Aguilar: “Lily Gladstone feels like the heart of the film. There's barely any dialogue in her performance, but she feels like the only source of a righteous voice in this ocean of terrible people who are finding ways to get ahead. But I do hope that people seek it out on the big screen because I feel like being enraptured by it for three hours, uninterrupted, on the big screen really is the way that you can take in all of the moving parts that he's doing, and also to appreciate Rodrigo Prieto’s cinematography, which is outstanding here. There are some scenes with fire that are just breathtaking and really make you wonder about the magic that it is — the creation of the images for the cinema.”
The Persian Version
This follows a conservative mother and her bisexual Iranian American daughter – an aspiring filmmaker who wants to be the “Iranian American Martin Scorsese.”
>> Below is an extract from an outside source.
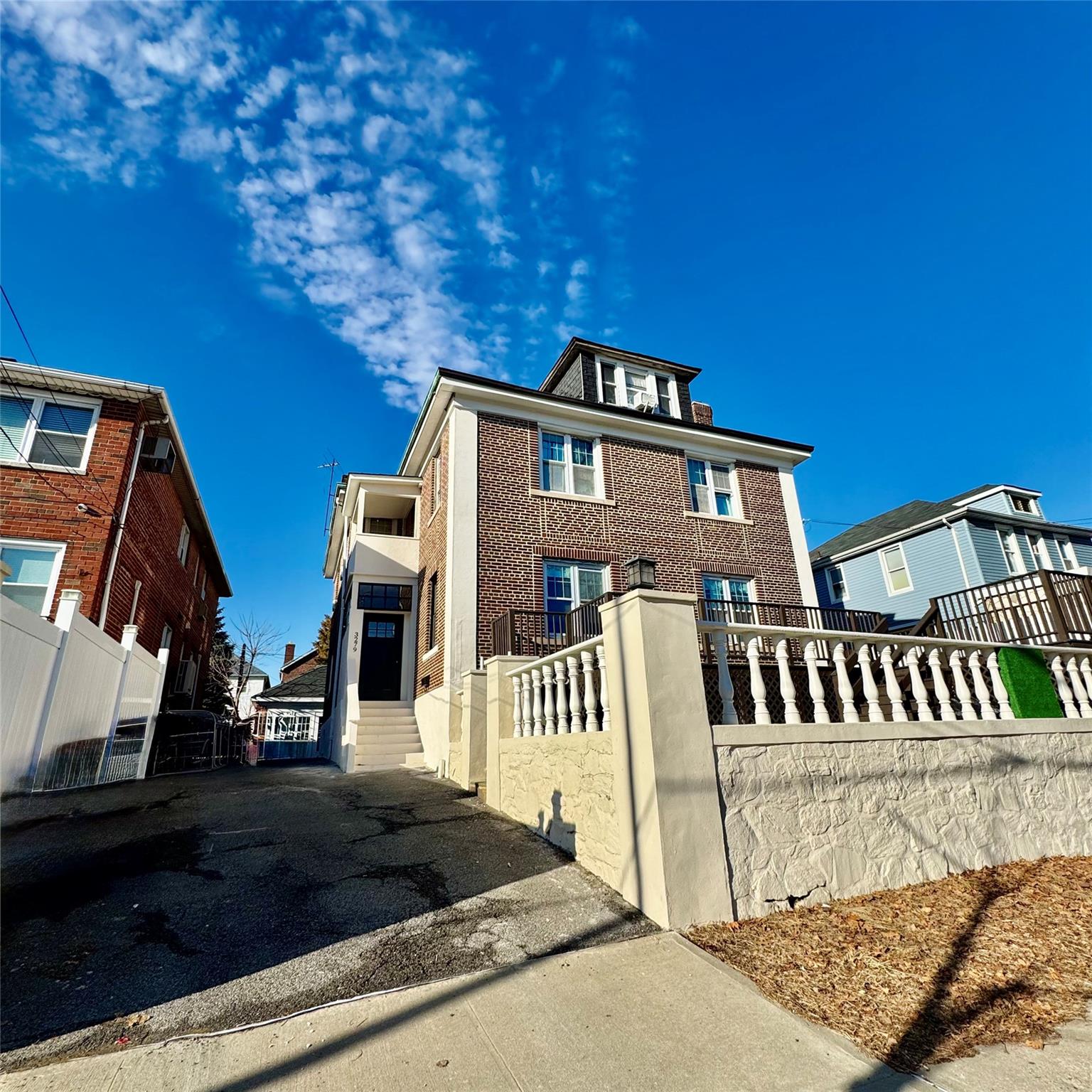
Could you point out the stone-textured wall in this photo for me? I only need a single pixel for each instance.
(808, 823)
(564, 788)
Aguilar: “At times, when we go into some of the larger flashbacks that the movie includes, we get in too deep into the memory and forget that we need to go back to the present story. But other than that, I really did enjoy the film, and I felt like it captures that complicated feeling of appreciating your parents’ sacrifice, all the things they've done for you to have a better life in this country, and for her to be a filmmaker, and for her to be able to express her sexual orientation and identity the way she wants to. But at the same time wishing that they could see you for who you are, and have a two-way street between child and parents.”
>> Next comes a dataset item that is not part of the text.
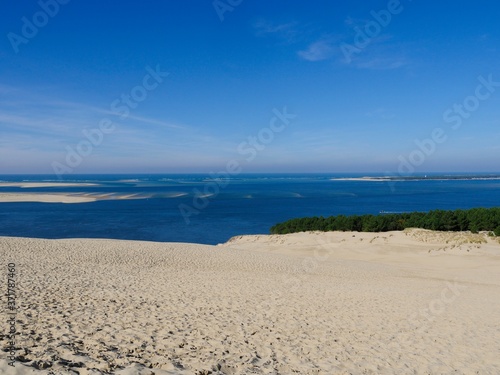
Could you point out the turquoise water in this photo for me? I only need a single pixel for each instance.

Seibold: “I was a little less enamored of The Persian Version. I feel like all of the set pieces that are set in the present with Leila, the main character, she’s played by Layla Mohammadi, are actually a little bit contrived. There's a lot of fourth-wall breaking. She addresses the camera a lot, she's really flippant-funny and tries to make a lot of references. And then we see flashbacks from her perspective of growing up with her mother in the 80s and the 90s, and how their relationship came to be a little bit strained. It's not until we're actually looking at Shireen, her mother, that we start getting flashbacks from her perspective, that the movie really starts to take shape. And I like that entire portion. Everything else feels a little bit too flip. … It's a bit of a mixed bag.”
More Than Ever
This English and French-language film follows a couple who must grapple with terminal illness and the end of life. It premiered at the Cannes Film Festival.
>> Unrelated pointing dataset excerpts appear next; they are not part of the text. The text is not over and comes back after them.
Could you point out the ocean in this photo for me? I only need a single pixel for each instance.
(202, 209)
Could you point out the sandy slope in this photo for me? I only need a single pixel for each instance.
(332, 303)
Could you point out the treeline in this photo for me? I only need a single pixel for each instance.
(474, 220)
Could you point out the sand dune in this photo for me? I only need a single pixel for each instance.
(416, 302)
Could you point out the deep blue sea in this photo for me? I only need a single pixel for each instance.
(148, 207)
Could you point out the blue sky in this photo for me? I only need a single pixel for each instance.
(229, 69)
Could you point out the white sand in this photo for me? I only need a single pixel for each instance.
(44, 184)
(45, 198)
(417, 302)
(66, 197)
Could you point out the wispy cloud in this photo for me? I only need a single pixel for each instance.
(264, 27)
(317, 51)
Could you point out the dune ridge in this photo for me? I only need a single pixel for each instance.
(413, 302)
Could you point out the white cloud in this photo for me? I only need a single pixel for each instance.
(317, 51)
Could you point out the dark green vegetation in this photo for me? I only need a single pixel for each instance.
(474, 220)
Seibold: “It's not just a tear jerker. This is actually a pretty serious look at facing the end of one's life. Vicky Krieps plays Hélène, and she's really fantastic, as a woman who knows she is going to die. … A lot of this has to do with her wanting to essentially be alone for her final days, which of course, causes a lot of tension with her husband. … It's contemplative, it is a little bit contradictory because we don't know how we're going to feel at the end of our lives.”
Aguilar: “It really is an interesting example of the chatter that's happening online against the use of sex scenes in films. And some people will argue against them, whether a film needs them or not. And I feel like there are two sections in this movie that are so integral … for us to understand who she is, and how she feels, and how she understands her womanhood and her desire and her willing[ness] to continue going. So I do think … those sexual encounters that she has with her husband are unspoken, really examples of who this character is.”
Divinity
In this sci-fi thriller, a mogul is trying to achieve immortality when two brothers abduct him.
Seibold: “The aesthetic is ‘you've had maybe too much of a certain substance and you're seeing a midnight movie on a Saturday night in 1983.’ This is prime, midnight movie material and it is fantastic. The grainy, 16 millimeter black and white photography just looks great. The plot is not going to make any sense. It is aggressively strange, but that makes it incredibly unique.”
Aguilar: “It's shot in black and white, on film. It's beautifully done. [It] uses stop-motion animation mixed with live action for an incredible fight sequence near its resolution that I think is really the stand-out of this film. It’s very imaginative and bold and … the kind of film that really makes you excited about new voices and independent film. It goes over the rails in interesting ways, even if at times, the themes and ideas might be jumbled.”